Klein then recounts the response to a previous essay on affirmative consent laws:
These laws try to impose a “yes means yes” standard on sexual relations. Did she consent to being kissed? To being touched? To being penetrated? Was she capable of consent – sober enough, conscious enough? If not, then it can be claimed as assault.
This is, for many, an absurdity to contemplate. Sex is too powerful, too primal, too uncertain to be chained to legalistic consent rules. What if she’s your wife? What if he’s your longtime boyfriend? What if you’re both so turned on that you can barely think, can barely talk, but everyone’s every movement is a yes unto itself?
But take a complex area of human relations that we really do take seriously: property rights. Here, too, we have a yes-means-yes standard, though we rarely call it that. The only way I can legally take something that belongs to you is if you explicitly give me permission.

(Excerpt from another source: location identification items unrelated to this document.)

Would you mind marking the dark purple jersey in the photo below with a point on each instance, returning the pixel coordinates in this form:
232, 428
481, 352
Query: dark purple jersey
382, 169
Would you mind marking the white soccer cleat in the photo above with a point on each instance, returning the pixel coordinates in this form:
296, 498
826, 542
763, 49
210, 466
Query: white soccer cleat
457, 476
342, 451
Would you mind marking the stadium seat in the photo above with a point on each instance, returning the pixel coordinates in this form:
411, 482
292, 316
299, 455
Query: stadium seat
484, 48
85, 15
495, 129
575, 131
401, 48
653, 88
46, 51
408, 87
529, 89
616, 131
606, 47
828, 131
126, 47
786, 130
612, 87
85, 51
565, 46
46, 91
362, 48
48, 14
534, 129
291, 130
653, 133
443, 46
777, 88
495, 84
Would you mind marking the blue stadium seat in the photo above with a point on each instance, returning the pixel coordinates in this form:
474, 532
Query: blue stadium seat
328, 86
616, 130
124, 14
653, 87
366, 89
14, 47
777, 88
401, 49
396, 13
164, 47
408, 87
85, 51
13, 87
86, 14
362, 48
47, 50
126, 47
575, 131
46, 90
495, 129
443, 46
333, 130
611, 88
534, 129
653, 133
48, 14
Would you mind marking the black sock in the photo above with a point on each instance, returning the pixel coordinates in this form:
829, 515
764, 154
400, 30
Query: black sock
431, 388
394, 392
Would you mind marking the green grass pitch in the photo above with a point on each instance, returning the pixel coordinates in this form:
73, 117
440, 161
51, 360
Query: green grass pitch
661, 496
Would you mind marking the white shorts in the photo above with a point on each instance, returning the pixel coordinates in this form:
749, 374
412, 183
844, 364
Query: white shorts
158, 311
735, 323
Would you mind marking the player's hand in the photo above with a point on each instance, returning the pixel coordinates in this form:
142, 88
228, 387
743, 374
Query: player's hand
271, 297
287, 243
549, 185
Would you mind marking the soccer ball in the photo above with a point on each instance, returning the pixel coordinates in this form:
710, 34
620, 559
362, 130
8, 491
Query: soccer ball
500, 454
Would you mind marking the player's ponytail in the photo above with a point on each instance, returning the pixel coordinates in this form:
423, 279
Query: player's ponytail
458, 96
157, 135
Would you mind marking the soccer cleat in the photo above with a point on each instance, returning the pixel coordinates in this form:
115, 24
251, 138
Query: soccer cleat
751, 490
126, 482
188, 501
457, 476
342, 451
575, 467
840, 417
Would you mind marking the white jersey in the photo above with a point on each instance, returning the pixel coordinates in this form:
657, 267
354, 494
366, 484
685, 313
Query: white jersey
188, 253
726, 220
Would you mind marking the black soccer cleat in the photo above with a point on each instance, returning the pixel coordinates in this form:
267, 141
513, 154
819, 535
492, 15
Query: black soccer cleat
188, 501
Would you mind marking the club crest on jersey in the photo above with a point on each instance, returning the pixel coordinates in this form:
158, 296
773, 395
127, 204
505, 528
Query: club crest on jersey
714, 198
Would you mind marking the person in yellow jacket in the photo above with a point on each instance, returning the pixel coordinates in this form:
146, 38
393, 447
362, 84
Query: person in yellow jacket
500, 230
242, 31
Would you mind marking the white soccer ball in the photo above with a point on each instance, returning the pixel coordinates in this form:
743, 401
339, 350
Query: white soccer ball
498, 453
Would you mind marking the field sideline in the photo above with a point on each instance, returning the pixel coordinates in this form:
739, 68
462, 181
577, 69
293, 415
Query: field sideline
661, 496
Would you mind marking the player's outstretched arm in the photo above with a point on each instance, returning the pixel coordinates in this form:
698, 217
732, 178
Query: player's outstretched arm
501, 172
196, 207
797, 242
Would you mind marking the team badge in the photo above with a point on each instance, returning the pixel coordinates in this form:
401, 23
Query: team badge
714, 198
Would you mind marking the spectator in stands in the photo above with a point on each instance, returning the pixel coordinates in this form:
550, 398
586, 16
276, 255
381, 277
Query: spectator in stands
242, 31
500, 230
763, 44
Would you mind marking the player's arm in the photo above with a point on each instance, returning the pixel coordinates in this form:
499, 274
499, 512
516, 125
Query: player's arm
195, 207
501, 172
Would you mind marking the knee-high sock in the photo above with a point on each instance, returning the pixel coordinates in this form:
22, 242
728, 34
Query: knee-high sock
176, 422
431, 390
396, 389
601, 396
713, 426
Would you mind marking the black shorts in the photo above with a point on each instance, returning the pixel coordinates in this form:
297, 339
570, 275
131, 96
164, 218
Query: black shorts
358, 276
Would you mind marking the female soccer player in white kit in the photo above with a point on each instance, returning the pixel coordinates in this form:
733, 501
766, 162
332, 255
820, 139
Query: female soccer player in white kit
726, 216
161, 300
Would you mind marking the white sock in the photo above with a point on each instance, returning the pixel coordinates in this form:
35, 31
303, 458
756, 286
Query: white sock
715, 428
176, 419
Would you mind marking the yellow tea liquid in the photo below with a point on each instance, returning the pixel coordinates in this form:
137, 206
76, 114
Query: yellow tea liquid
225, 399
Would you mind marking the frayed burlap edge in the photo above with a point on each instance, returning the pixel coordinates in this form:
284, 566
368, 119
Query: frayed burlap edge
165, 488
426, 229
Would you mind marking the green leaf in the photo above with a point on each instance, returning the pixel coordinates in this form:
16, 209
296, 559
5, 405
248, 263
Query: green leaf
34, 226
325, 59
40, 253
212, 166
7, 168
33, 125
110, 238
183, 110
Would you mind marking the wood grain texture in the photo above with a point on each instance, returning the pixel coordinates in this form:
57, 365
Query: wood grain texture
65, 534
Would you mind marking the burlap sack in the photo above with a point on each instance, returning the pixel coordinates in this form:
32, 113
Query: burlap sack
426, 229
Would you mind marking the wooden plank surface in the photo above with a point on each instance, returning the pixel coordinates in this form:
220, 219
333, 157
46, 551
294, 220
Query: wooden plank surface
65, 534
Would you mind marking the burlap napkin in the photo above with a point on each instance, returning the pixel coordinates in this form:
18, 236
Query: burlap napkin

That’s true even if I’m just borrowing it, or even if I’m just testing to see if you’re willing to let me have it, or even if I really want it, or even if you’re too drunk to realize I took it.
Imagine a defense lawyer in an auto theft case cross-examining the victim: “Wouldn’t you agree that your car was very attractive? Why did you show off such an attractive car? How many cars have you driven? Did you lock the doors?”
Or a cross-examination in a home burglary: “You have a nice lawn. Nice shrubs and flower beds. Nice paint job. Doesn’t that advertise that you have nice things inside? Did you try to fight the burglar off? Did you even say ‘no?’ What do you mean you weren’t there? … Ladies and gentlemen of the jury, should we blame my client when the homeowner was clearly asking for it?”
No one would accept that ‘defense’ in an auto theft or burglary case. But when the crime is rape, the frame-twisting begins: She shouldn’t have worn that. She shouldn’t have gone to that bar or that party. She should have fought him off. And the same frame-twisting happens in sexual harassment: She shouldn’t have worn that. She shouldn’t have walked or stood or leaned or sat that way. She should have slapped him, or at least yelled “No!” right that instant….
Where, exactly, is the “middle ground” between “yes means yes” and “Why didn’t she try to fight him off?” or “Why didn’t she file a complaint when it happened?”
There are real fractures in our society and pretending they don’t exist – or pretending both sides are equally to blame and the best answer must lie in the middle – is an exercise in willful self-delusion.